Bridging the ESG funding divide: Turning barriers into catalysts for emerging markets
Dun & Bradstreet has released a new report, “ESG Funding in Emerging Markets,” highlighting that emerging economies face an annual shortfall of USD 3.7 trillion in Environmental, Social, and Governance (ESG) finance; funds needed to meet the UN Sustainable Development Goals (SDGs) by 2030. While global ESG investment reaches USD 3 trillion and continues to grow, emerging markets struggle due to inconsistent policies, weak regulations, and limited innovation, despite rising interest from investors worldwide.
Globally, Europe leads ESG funding, raising USD 405 billion in 2023, whereas Africa accounts for less than one percent of global green bond issuances, reflecting not only financial gaps but differences in governance and transparency.
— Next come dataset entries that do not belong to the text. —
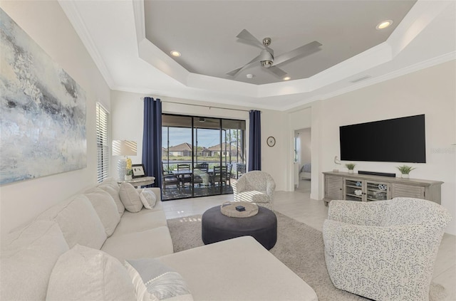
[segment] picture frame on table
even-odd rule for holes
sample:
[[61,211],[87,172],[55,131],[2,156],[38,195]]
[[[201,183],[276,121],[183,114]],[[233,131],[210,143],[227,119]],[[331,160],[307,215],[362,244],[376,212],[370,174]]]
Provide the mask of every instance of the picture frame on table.
[[145,176],[145,169],[142,164],[132,164],[132,171],[133,172],[133,178],[140,178]]

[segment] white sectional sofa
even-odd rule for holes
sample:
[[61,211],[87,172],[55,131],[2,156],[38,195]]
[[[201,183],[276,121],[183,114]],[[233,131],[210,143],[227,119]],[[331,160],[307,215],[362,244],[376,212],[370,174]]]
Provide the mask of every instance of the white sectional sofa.
[[317,300],[249,236],[173,253],[160,189],[146,208],[132,187],[106,180],[2,238],[0,299]]

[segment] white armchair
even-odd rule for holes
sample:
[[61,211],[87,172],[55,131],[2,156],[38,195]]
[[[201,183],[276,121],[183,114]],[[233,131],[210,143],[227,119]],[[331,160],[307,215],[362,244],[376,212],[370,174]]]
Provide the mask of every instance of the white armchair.
[[451,216],[430,201],[331,201],[323,226],[336,287],[375,300],[428,300]]
[[247,201],[273,209],[276,183],[267,172],[252,171],[244,174],[232,185],[234,201]]

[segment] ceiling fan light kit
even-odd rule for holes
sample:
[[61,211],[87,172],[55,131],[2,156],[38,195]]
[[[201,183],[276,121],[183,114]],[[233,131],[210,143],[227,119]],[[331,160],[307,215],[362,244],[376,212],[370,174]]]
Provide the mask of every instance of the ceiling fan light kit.
[[284,80],[288,80],[290,79],[288,74],[285,71],[277,67],[277,65],[285,63],[298,56],[303,57],[305,56],[309,56],[318,51],[319,50],[318,48],[321,46],[321,43],[317,42],[316,41],[314,41],[301,47],[299,47],[294,50],[292,50],[291,51],[289,51],[274,58],[274,50],[269,48],[269,45],[271,45],[271,38],[264,38],[263,39],[263,43],[261,43],[252,33],[250,33],[247,29],[243,29],[242,31],[241,31],[237,36],[237,38],[240,40],[243,40],[244,41],[247,42],[250,44],[260,46],[263,48],[263,50],[261,50],[261,52],[258,56],[245,64],[244,66],[240,67],[237,69],[234,69],[234,70],[227,73],[227,75],[232,77],[236,77],[242,70],[243,70],[250,65],[259,62],[262,67],[267,69],[276,77]]

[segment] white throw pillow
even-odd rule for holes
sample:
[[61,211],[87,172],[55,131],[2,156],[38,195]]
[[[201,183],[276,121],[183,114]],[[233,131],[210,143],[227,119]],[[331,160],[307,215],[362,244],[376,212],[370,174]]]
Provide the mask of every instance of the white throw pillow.
[[135,300],[135,287],[120,262],[76,245],[60,256],[48,287],[49,300]]
[[130,212],[139,212],[142,208],[142,202],[138,190],[130,183],[122,183],[119,190],[120,201]]
[[100,249],[106,240],[105,227],[83,194],[53,206],[36,218],[56,221],[70,248],[78,243]]
[[193,300],[182,276],[157,260],[127,260],[125,265],[135,286],[138,301]]
[[150,190],[143,189],[140,194],[140,199],[147,209],[152,209],[157,203],[157,196]]
[[122,201],[120,201],[120,197],[119,196],[119,189],[115,189],[112,186],[109,185],[102,184],[98,186],[98,188],[104,190],[108,192],[114,199],[115,202],[115,205],[117,205],[117,211],[119,213],[119,215],[123,214],[123,212],[125,211],[125,207],[123,206]]
[[58,224],[36,221],[6,236],[0,255],[4,300],[43,300],[52,268],[68,245]]
[[97,214],[105,227],[108,237],[110,236],[120,221],[120,216],[113,197],[100,188],[90,189],[84,195],[92,203]]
Despite these challenges, several emerging markets are making progress. Early-stage countries such as Pakistan, Kenya, and Nigeria, with Green Bond-to-GDP ratios of 0–0.5%, are building awareness about sustainable finance. Scaling markets, including Thailand, the Philippines, and South Africa, with ratios of 0.5–1.0%, are expanding through sustainability-linked bonds and clean energy projects. Advanced markets above 1.0%, like Saudi Arabia, have fully integrated ESG goals into national strategies such as Vision 2030.
Key milestones include Thailand’s launch of Asia’s first sovereign Sustainability-Linked Bond in 2024 and South Africa’s Just Energy Transition Partnership, supported by USD 5.1 billion in EU commitments.
Regulation emerges as the key driver for ESG growth. Countries such as China, India, and Singapore are advancing through clear reporting rules and sustainable finance frameworks, yet inconsistent policies across regions continue to deter investors. Aligning national and global standards, supported by transparent data and digital verification, can unlock wider access to sustainable finance.
To accelerate ESG growth, emerging economies should align global and local standards to strengthen investor confidence, develop blended-finance models that combine public and private capital, enhance ESG knowledge and data transparency, and integrate sustainability into core business and banking decisions.
“The ESG opportunity for emerging markets is both urgent and transformative,” the report states. “For policymakers and business leaders, the path forward is clear: align standards, strengthen governance, and innovate finance. Investors will find the greatest potential where the gaps are widest.” The full report explores how data, policy, and innovation can drive sustainable capital flows across South Asia, the Middle East, and Africa.